As marcas do cárcere
As memórias desse período foram descritas no livro Narrativa da perseguição de Hypolito José da Costa Pereira Furtado de Mendonça, preso e processado em Lisboa pelo supposto crime de francmaçon, publicado em inglês e em português. "Depois que ele conseguiu escapar de Lisboa e chegar a Londres, a primeira iniciativa de Hipólito da Costa, antes ainda do Correio Braziliense, foi contar o que é a inquisição – porque o público inglês não sabia, não tinha noção. Afinal, era uma monarquia parlamentar", disse Dines. "Trata-se de um documento imenso sobre a defesa da liberdade de imprensa, de credo, do direito a ser maçom, na conversa com o interrogador. É belíssimo", disse Isabel Lustosa. Para a historiadora, Hipólito era um "homem de fibra".
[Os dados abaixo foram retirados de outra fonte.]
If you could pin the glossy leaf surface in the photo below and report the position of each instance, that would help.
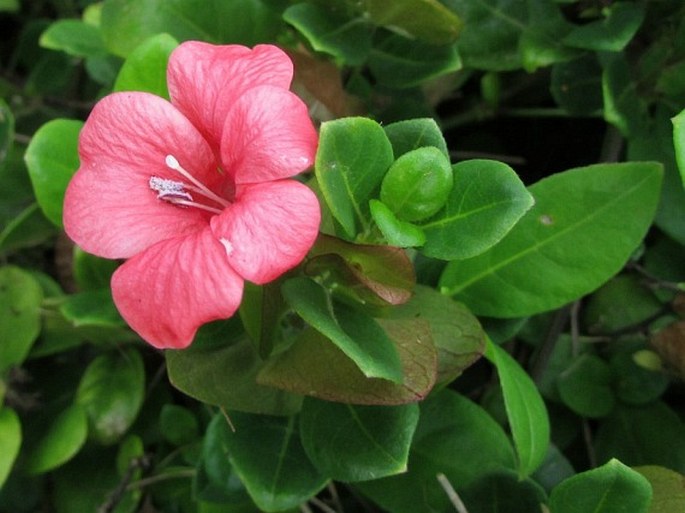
(357, 443)
(578, 222)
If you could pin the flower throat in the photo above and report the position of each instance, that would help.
(181, 193)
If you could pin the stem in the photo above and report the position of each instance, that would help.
(142, 483)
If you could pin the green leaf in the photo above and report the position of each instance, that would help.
(145, 67)
(426, 20)
(92, 308)
(111, 392)
(577, 85)
(220, 368)
(503, 491)
(357, 443)
(348, 40)
(624, 107)
(611, 34)
(417, 184)
(679, 142)
(20, 300)
(6, 129)
(52, 159)
(74, 37)
(267, 454)
(90, 272)
(647, 435)
(10, 441)
(411, 134)
(179, 426)
(314, 366)
(585, 387)
(525, 410)
(353, 156)
(622, 302)
(456, 333)
(578, 223)
(611, 488)
(9, 5)
(668, 491)
(492, 29)
(371, 273)
(353, 332)
(452, 430)
(399, 62)
(395, 232)
(487, 200)
(63, 439)
(28, 228)
(127, 23)
(217, 480)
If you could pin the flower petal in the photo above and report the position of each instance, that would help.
(268, 135)
(205, 80)
(269, 229)
(109, 208)
(169, 290)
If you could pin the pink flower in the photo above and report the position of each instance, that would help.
(196, 193)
"O Hipólito, como pessoa, talvez tenha se tornado mais amargo, mais desconfiado, com sua estada na prisão. Mas, certamente, conservou todas as suas convicções juvenis e aquelas adquiridas em sua estada americana", avaliou Paulo Roberto de Almeida. Antônio Costella considera a fuga suspeita. "Foi uma escapada meio estranha porque simplesmente esqueceram de fechar a porta e ele foi saindo, abrindo as portas, e foi para a rua. Alguém deve ter ajudado a preparar essa fuga", disse. Em seguida, Hipólito estabeleceu-se na Inglaterra. "Os portugueses não conseguem mais tirá-lo porque ele passa a estar com a proteção da maçonaria inglesa e do Duque de Sussex, que era o chefe dessa maçonaria e de quem ele virou secretário particular", explicou o professor.
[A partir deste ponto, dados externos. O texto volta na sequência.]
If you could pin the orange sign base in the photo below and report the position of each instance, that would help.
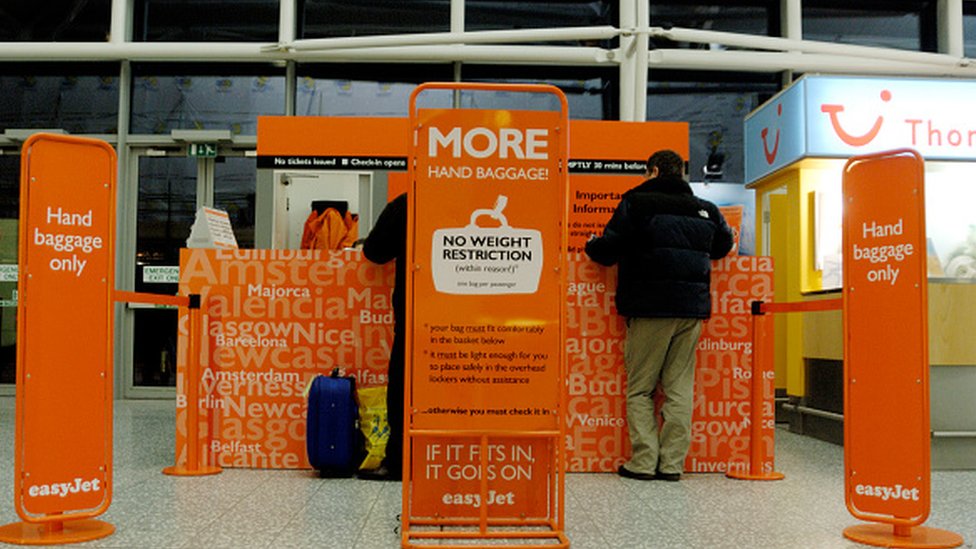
(745, 475)
(884, 535)
(180, 471)
(55, 533)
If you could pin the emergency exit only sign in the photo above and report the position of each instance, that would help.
(203, 150)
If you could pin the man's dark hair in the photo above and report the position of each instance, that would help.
(667, 162)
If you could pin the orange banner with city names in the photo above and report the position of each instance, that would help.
(596, 419)
(886, 408)
(274, 319)
(64, 328)
(488, 210)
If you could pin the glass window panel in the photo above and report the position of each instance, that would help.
(55, 20)
(235, 184)
(355, 90)
(590, 93)
(162, 101)
(9, 218)
(907, 25)
(506, 15)
(715, 108)
(327, 18)
(80, 102)
(210, 21)
(758, 17)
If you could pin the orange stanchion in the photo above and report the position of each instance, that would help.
(759, 309)
(195, 465)
(756, 453)
(897, 535)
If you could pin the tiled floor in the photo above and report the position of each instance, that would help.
(281, 509)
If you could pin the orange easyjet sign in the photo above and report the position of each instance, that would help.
(488, 207)
(64, 328)
(886, 411)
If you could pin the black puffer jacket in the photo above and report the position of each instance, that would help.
(663, 237)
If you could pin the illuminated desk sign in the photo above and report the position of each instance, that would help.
(842, 116)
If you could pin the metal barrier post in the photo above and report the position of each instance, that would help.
(755, 471)
(194, 465)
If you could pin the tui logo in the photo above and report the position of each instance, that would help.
(771, 154)
(833, 111)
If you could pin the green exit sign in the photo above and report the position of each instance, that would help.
(203, 150)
Nasce o Correio Braziliense
Hipólito chegou a Londres em 1802. Centro econômico e cultural, a cidade abrigava inúmeros partidários da emancipação das colônias na América. "Ele encontrou em Londres toda a elite sul americana, a vanguarda intelectual e política que estava engajada nas lutas pela emancipação", disse Dines. Na casa do general venezuelano Francisco de Miranda, libertários reuniam-se para traçar estratégias para a independência. "Tornou-se uma espécie de ponto de encontro dos intelectuais exilados, que tinham fugido da América Latina ou estavam exilados em Londres. Ali era a curriola dos libertários. E lá estavam Hipólito da Costa, Bernardo O´Higgins, general San Martín, Bernardino Rivadavia e Simón Bolívar, o homem que realmente materializou a emancipação da América espanhola", disse.
Nesta fase, nasceu a idéia do Correio Braziliense. Para Dines, Hipólito concebeu o jornal como um "emissor de ideias não-censuradas". "Não é um jornal como nós conhecemos hoje. Na realidade, o Correio Braziliense era uma revista. Primeiro, porque saía uma vez por mês e, segundo, o formato era de livro. Ele fazia tudo sozinho, provavelmente um compositor montava os tipos móveis, depois ele revisava", explicou Dines. "O Correio Braziliense tem como subtítulo ‘Armazém Literário’. Armazém, no sentido etimológico original, é uma loja de muitas utilidades, um empório de todos os objetos que você possa necessitar. Não apenas alimentos, mas máquinas, implementos", completou Paulo Roberto.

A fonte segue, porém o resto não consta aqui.